世界で検疫という言葉が使われ始めたきっかけは?

検疫の語源は「40」

時は中世のヨーロッパ。当時の人口を半減させたと言われるペスト(当時は黒死病と恐れられた)をどう防ぐのかが大きな問題でした。その一つの方法として取られたのが、港において汚染されたおそれのある船舶、乗組員、貨物を40日間、隔離し、ペストが発生しなければ入国させるという方法でした。マルセイユで行われたこの方法から、40を意味するイタリア語Quarantinaが検疫の語源となり、Quarantine(英語)の言葉が生まれました。

コレラの流行を防げ-「検疫」は日本が作った言葉-

19世紀の江戸時代末期、インドのガンジス川流域の地方病であったコレラが港運の発達により世界的に大流行、鎖国から開国へと舵を切った日本にも侵入し、10数万もの患者・死者を出す大流行が起こりました。それを防ぐ方法として、江戸幕府の洋書調所という組織が、ヨーロッパの書物より、コレラの予防、治療法ならびに検疫法等を翻訳してとりまとめ、「官版疫毒預防説」という本を出版しました。そのときにQuarantineの日本語として「検疫」という言葉を当てました。この「検疫」という言葉は、今は中国や韓国でも使われています。


日本での検疫の始まりについて教えて?

日本の検疫の始まり-7月14日は検疫記念日-

明治の時代に入っても、コレラの侵入、流行は続き、明治12年3月より始まった流行では、患者数16万人、内死亡者10万人に上りました。そのため、明治新政府は国内での予防に努める法律とともに、明治12年7月14日には太政官布告「海港コレラ病予防規則」という検疫にかかる法律を交付しました。これが、日本で最初に制定された検疫の法律であり、この日を検疫記念日としております。

明治中期までの検疫-臨時の組織としての検疫所-

この法律は、海外でのコレラの発生に際し、明治政府の指示によって、入港地の県がコレラ流行地から来る船に対して一定期間停泊させるという検疫措置を行うことを規定したものでした。ただ、日本の法律で外国人を裁けない一方的な通商条約の下では、その適用は困難を極めました。実際には明治15年に公布された一律の停船措置や罰則規定を取り除いた規則に対する協力依頼を当該国の公使に要請し、検疫措置が行われていました。また、当時の検疫は、海外のコレラの発生状況に基づいて、明治政府内務省が告示を出し、当該県が臨時で検疫措置に当たる形での対応でした。しかし、告示を待ってからの対応では侵入を食い止める時期を失することが多いため、常時検疫を実施する体制の必要性が叫ばれました。

そのような状況の中、内務省は横浜、神戸を含め全国6箇所の消毒所を直轄化し、最新の消毒設備や外国人の船客や船員等が停留できる部屋等を備えた施設を整備しました。その後、明治29年には施設の名称を消毒所から検疫所に改称しました。(参考:長濱検疫所(横浜検疫所の前身)における上等船客用の停留施設(一号停留所)


明治28(1895)年完成時の長濱検疫所
引用元:横浜検疫所検疫史アーカイブ(出典:学校法人北里研究所所蔵細菌学雑誌(明治29年11月号巻末))

一号停留所(平成30年2月5日 海側より撮影)
引用元:横浜検疫所検疫史アーカイブ


検疫所が各地に広がった背景は?

海港検疫法の制定-検疫所の常設化-

治外法権を撤廃した改正通商条約が欧米諸国との間で順次締結されるに至り、ようやく明治32年には海港検疫法が公布され、内務省直属の常設の組織である海港検疫所が、横浜、神戸、長崎に開設されました。
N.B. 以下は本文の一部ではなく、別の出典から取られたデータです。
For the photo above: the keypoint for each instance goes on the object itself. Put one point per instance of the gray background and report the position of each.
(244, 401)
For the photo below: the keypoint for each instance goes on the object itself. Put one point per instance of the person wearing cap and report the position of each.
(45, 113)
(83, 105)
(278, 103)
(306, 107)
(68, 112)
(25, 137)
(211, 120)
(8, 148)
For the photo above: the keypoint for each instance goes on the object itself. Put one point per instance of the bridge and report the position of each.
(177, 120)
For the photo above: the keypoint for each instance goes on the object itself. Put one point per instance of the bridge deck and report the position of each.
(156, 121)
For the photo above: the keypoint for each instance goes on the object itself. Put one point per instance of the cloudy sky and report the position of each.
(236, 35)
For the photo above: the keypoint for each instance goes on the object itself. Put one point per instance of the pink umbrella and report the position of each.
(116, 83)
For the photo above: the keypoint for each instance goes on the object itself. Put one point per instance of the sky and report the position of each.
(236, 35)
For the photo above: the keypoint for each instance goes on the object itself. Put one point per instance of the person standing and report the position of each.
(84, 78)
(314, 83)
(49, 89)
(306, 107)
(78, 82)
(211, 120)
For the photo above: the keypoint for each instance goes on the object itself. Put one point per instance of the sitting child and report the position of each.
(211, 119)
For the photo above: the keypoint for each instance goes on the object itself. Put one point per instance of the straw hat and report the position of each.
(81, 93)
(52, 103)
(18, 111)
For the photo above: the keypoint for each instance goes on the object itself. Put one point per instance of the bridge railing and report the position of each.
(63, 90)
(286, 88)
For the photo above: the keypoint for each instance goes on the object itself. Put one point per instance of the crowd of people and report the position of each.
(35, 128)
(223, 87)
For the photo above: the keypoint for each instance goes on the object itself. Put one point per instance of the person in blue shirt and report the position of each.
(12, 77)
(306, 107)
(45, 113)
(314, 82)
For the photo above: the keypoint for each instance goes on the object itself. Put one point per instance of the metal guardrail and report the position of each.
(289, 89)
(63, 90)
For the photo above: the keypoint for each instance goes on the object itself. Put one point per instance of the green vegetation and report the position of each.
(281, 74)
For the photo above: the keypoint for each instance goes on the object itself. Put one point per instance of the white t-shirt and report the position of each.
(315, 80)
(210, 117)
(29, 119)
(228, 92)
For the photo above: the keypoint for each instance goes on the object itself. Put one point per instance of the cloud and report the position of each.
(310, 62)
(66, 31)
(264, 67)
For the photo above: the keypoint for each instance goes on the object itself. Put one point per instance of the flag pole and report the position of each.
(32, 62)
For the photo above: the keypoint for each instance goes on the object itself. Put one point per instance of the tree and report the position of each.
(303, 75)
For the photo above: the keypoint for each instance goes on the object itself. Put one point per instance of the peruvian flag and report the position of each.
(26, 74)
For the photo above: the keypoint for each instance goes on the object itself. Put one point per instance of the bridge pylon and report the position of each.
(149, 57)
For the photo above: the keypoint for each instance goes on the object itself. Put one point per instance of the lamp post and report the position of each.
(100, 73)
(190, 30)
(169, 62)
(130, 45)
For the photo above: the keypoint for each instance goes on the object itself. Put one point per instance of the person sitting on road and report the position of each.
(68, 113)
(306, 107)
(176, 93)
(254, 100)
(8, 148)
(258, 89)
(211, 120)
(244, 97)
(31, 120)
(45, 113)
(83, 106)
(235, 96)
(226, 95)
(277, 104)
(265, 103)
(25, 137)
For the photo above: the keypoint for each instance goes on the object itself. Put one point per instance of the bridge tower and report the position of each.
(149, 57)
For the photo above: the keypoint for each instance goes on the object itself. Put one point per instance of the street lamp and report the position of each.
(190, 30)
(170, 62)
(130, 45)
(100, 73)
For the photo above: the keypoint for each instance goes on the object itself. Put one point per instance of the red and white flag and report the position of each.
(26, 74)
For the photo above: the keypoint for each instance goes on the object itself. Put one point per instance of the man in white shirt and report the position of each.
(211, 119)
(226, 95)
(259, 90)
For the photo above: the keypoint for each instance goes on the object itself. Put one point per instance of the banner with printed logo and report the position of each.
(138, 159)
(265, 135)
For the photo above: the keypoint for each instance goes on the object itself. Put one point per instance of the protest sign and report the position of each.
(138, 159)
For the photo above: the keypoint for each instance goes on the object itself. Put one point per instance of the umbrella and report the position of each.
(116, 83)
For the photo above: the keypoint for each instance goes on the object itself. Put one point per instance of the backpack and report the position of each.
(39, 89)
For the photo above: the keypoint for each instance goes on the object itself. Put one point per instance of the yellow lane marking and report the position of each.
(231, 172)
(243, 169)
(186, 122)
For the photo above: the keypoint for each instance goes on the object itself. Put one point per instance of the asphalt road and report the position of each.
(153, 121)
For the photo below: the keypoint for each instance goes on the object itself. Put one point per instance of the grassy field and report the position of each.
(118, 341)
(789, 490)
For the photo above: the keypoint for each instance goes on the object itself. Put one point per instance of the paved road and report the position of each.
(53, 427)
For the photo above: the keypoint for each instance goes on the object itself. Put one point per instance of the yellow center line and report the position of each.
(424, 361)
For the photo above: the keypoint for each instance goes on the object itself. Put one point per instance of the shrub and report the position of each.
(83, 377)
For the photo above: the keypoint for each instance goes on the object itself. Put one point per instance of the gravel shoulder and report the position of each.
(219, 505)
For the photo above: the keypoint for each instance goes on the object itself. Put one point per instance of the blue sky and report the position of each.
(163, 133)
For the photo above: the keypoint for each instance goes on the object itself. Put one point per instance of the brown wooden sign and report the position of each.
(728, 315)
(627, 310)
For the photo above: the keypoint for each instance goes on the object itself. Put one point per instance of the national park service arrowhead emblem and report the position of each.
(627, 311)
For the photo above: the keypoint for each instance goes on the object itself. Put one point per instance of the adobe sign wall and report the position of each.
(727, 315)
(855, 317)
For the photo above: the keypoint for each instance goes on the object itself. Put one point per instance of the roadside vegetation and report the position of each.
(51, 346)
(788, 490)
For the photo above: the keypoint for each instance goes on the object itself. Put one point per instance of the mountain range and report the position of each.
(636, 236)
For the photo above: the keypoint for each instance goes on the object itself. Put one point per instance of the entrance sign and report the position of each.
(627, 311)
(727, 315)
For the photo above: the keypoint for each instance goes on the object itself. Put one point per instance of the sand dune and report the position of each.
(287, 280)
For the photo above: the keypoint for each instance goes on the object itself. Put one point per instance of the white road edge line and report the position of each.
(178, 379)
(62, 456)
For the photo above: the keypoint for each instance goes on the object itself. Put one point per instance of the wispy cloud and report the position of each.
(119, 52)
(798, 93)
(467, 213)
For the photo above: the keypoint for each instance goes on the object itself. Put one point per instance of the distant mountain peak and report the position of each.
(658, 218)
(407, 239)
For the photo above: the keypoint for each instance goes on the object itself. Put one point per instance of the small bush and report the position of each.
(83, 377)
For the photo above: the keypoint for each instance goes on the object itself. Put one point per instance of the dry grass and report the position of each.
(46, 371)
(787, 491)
これにより初めて日本独自で検疫措置を実施する体制が整いました。検疫対象となる感染症として、コレラ、凍瘡(天然痘)、猩紅熱、ペスト、黄熱が定められました。このとき検疫医官補として横浜海港検疫所に勤務していた野口英世が、明治32年6月に亜米利加丸の検疫に従事し、中国人船員からペスト菌を検出し、野口の名を一躍知らしめました。そのとき使っていた細菌検査室は、現在横浜市長浦にある野口記念公園内に復元されております。

常設の海港検疫所の広がり

横浜、神戸、長崎以外の港においては、海港検疫法制定前と同様に内務省告示によって臨時に検疫が行われる形でしたが、徐々に常時に検疫を受けることのできる港が拡大されました。主な港では、明治33年には門司港が、大正10年には大阪港が、そして昭和10年には東京港が加わり常時検疫を施行する海港は全国14港に拡大しました。
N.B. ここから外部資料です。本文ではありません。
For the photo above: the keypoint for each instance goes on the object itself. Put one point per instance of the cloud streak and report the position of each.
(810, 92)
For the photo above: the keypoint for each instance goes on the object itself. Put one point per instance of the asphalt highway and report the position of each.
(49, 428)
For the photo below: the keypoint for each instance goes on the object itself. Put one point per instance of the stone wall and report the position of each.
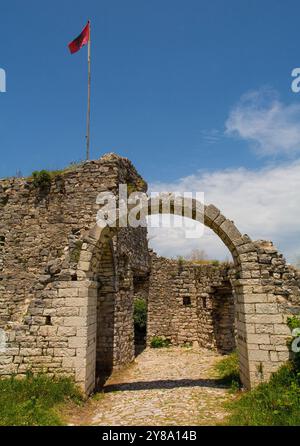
(48, 308)
(191, 303)
(67, 286)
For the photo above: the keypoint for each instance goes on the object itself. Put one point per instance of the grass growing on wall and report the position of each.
(35, 401)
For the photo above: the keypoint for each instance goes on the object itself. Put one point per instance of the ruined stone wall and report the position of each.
(190, 303)
(276, 297)
(47, 307)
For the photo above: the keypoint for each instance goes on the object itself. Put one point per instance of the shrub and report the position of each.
(228, 370)
(35, 400)
(159, 342)
(41, 179)
(140, 314)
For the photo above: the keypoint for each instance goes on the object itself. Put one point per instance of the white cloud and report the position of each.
(264, 204)
(271, 126)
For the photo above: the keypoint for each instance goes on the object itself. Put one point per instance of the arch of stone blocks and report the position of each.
(257, 309)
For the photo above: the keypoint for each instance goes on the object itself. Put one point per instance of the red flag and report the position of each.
(81, 40)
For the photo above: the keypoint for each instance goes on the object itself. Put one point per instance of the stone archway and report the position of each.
(256, 306)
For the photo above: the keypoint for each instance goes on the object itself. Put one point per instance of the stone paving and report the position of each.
(170, 386)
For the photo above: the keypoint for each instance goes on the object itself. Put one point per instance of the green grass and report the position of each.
(276, 403)
(35, 400)
(159, 342)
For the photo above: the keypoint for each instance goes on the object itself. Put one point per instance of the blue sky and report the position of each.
(169, 79)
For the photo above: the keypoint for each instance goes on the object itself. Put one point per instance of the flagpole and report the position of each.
(88, 119)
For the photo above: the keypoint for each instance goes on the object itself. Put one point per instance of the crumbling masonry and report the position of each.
(67, 286)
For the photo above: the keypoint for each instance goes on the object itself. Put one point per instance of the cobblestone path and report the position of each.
(170, 386)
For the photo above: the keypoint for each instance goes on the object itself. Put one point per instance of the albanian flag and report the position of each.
(81, 40)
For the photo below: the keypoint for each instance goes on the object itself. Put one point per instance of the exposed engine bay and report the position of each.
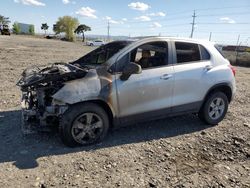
(48, 91)
(38, 84)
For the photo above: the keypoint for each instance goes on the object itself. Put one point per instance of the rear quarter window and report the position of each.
(187, 52)
(205, 55)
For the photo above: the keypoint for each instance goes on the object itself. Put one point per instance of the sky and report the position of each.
(224, 19)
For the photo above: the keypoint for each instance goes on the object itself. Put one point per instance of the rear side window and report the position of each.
(204, 53)
(187, 52)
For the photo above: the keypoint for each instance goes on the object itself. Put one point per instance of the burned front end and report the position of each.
(40, 112)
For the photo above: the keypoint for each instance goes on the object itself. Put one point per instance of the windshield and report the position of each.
(102, 54)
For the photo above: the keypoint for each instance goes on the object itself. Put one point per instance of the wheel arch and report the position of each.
(222, 87)
(103, 105)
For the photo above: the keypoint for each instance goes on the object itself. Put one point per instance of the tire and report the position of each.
(74, 125)
(214, 109)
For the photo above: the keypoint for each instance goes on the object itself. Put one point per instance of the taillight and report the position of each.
(233, 69)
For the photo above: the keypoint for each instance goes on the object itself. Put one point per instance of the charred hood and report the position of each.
(57, 72)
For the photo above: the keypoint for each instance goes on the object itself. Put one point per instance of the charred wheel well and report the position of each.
(105, 106)
(224, 88)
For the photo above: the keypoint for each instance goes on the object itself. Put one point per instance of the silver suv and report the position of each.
(124, 82)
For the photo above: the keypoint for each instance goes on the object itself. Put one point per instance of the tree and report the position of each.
(32, 29)
(16, 28)
(4, 20)
(45, 27)
(67, 25)
(81, 29)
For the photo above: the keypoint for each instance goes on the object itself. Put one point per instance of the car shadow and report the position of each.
(24, 151)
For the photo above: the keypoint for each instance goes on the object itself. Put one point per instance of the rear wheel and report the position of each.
(214, 108)
(84, 124)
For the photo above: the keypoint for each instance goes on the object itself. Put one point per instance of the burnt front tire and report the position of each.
(214, 109)
(83, 124)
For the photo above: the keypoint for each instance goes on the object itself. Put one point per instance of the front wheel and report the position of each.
(83, 124)
(214, 108)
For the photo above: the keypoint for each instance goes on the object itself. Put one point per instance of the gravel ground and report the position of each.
(173, 152)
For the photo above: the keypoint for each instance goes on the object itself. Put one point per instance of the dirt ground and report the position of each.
(173, 152)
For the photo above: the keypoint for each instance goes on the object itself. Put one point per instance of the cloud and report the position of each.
(87, 12)
(30, 2)
(139, 6)
(68, 2)
(160, 14)
(156, 25)
(227, 20)
(143, 18)
(112, 21)
(65, 2)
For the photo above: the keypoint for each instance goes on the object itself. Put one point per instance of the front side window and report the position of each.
(150, 55)
(187, 52)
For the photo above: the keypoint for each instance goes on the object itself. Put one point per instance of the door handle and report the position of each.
(208, 67)
(166, 76)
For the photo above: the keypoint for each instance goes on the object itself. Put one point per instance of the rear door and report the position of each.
(192, 64)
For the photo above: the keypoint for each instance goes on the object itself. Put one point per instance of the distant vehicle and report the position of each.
(95, 43)
(125, 82)
(5, 30)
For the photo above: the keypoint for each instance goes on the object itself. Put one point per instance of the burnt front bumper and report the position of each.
(37, 117)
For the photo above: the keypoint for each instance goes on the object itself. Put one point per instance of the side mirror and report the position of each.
(131, 68)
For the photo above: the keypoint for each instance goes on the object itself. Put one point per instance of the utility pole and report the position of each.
(108, 31)
(237, 50)
(193, 24)
(210, 36)
(238, 40)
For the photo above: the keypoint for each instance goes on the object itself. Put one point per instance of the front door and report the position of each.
(149, 93)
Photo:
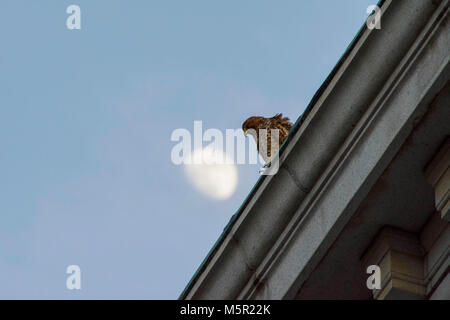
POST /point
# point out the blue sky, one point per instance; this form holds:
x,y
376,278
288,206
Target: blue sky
x,y
86,117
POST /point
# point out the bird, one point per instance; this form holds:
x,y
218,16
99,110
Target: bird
x,y
253,125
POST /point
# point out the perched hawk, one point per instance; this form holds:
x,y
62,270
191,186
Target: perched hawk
x,y
260,123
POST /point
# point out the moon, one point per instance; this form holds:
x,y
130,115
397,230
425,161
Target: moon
x,y
212,172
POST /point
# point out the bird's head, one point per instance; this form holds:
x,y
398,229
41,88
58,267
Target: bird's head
x,y
251,123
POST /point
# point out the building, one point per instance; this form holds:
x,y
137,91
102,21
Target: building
x,y
364,179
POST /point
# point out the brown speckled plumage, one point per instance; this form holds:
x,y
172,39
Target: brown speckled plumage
x,y
261,123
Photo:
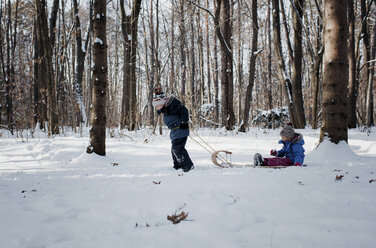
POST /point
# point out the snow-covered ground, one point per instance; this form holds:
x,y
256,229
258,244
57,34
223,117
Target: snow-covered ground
x,y
53,194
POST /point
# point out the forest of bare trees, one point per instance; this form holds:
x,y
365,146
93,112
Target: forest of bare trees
x,y
226,60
所属組織を転々とする検疫所-県、税関、逓信省、運輸通信省へ-

明治35年には海港検疫所は、内務省直轄から県の港務部の組織に変更になりました。その後、大正13年には、大蔵省税関の組織に入ることになりました。第二次大戦中は、昭和16年に逓信省、昭和18年には運輸通信省の組織に組み入れられました。これらの所属組織の変遷には、当時の財政状況や社会状況が影響したと考えられます。ただし、検疫業務については、引き続き内務大臣、昭和13年の厚生省発足後は厚生大臣の指揮、監督を受けて実施されていました。

空港検疫の始まり

航空機の出現によって、航空機を介してコレラ等の感染症が持ち込まれる恐れが出てきました。大正10年航空法が制定され、それを受けて昭和2年に航空検疫規則が公布されました。検疫には、上述の海港検疫所が携わらず、府県の警察が航空機の来航に併せ検疫にあたるという形が取られました。


戦後の検疫の役割は?

戦後の検疫所

大戦後、連合軍司令部(GHQ)からの指示により、昭和21年厚生大臣、運輸大臣間で協定を結び、検疫行政の一元化の方針に則り、検疫業務が厚生省に移管されました。昭和22年には厚生省所属の検疫所が、横浜、神戸、門司、名古屋、函館、宇品、長崎に設置されました。昭和26年には、これまで別々に行われてきた船舶、航空機の検疫を一元化する現在の「検疫法」が制定されました。旅行者や、船舶・航空機の増減にあわせて、各検疫所の再編がなされ、現在の本所13カ所の体制になりました。

検疫感染症の移り変わり

検疫法制定当時は、検疫感染症は、コレラ、ペスト、発しんチフス、痘そう、黄熱の5疾患でした。国際的な衛生状態、予防、医療の改善等によって検疫感染症から外れる疾患もある中、新たな課題として出てきた新興感染症や再興感染症への検疫対応も求められるようになってきました。現在(令和2年3月末日)では、感染症法上の一類感染症(エボラ出血熱、クリミア・コンゴ出血熱、痘そう、南米出血熱、ペスト、マールブルグ病、ラッサ熱)と新型インフルエンザ等感染症、そして政令で定める感染症として、ジカウイルス感染症、チクングニア熱、中東呼吸器症候群、デング熱、鳥インフルエンザH5N1、鳥インフルエンザH7N9、マラリアが検疫感染症となっております。また、新型コロナウイルス感染症は、検疫感染症以外の感染症で検疫法を準用する感染症として令和2年2月14日より指定されています。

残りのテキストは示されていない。